For the second time in less than six months, Carpentersville firefighter-paramedics have been able to save a life with the aid of an automatic CPR device.

Fire Chief John-Paul Schilling told village trustees at a recent meeting that firefighters responded to a person whose cardiac monitor rhythm had flatlined. With the use of the Lucas Chest Compression System, which provides uninterrupted chest compressions in cases of sudden cardiac arrest, the patient was revived.

 The device frees up first-responders firefighters to do other critical life-saving tasks, such as ventilation, drug therapy and defibrillation.

“If you have to move a patient, it still does CPR. In the past, before having this, when you moved the patient, there was a pause in CPR because it’s difficult for somebody to compress a chest when you can’t put an arm behind them,” Schilling said. “But this machine wraps around the torso and continually does compressions.”

The device, which cost about $14,000, was paid for by the village.

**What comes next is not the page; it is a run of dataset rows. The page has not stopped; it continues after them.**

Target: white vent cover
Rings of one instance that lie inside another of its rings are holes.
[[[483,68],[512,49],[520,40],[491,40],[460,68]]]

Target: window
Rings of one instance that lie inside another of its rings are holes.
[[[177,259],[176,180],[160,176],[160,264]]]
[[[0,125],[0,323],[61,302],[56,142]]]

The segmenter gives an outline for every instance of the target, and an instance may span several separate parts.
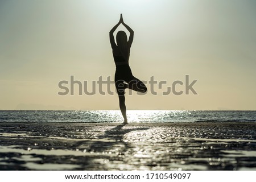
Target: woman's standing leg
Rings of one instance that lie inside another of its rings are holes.
[[[123,83],[123,80],[115,81],[115,88],[119,98],[119,106],[123,115],[124,122],[123,124],[127,124],[126,116],[126,106],[125,106],[125,89],[127,88],[126,84]]]

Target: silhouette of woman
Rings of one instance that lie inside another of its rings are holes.
[[[121,23],[130,32],[130,36],[127,41],[126,34],[123,31],[118,31],[116,37],[117,45],[115,43],[113,33]],[[119,22],[109,32],[109,38],[116,67],[115,84],[118,94],[120,110],[125,119],[123,124],[128,123],[126,117],[126,107],[125,103],[125,89],[129,88],[142,93],[147,92],[145,85],[133,75],[129,64],[130,49],[133,40],[133,30],[123,22],[122,15],[121,14]]]

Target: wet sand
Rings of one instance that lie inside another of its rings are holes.
[[[256,122],[0,123],[1,170],[256,170]]]

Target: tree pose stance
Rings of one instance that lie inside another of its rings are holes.
[[[126,34],[123,31],[118,31],[116,37],[117,45],[115,43],[113,33],[121,23],[130,32],[130,36],[127,41]],[[109,38],[116,67],[115,84],[118,94],[120,110],[125,120],[123,124],[128,123],[126,117],[126,107],[125,103],[125,89],[129,88],[143,93],[147,92],[145,85],[133,75],[129,64],[130,49],[133,40],[133,30],[123,22],[122,15],[121,14],[119,22],[109,32]]]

Emergency responders Firefighters were field-testing the device in July when they were able to use it to revive a woman in cardiac arrest.

“We try to save lives every day, but sometimes the patient is not physically revivable, whether it’s due to poor condition of their heart or they don’t respond well to the drugs or compressions with the machines,” Schilling said. “But there are patients where, if we can get to them quick enough and they’re in good physiological shape, we can make a difference. This case proves it.”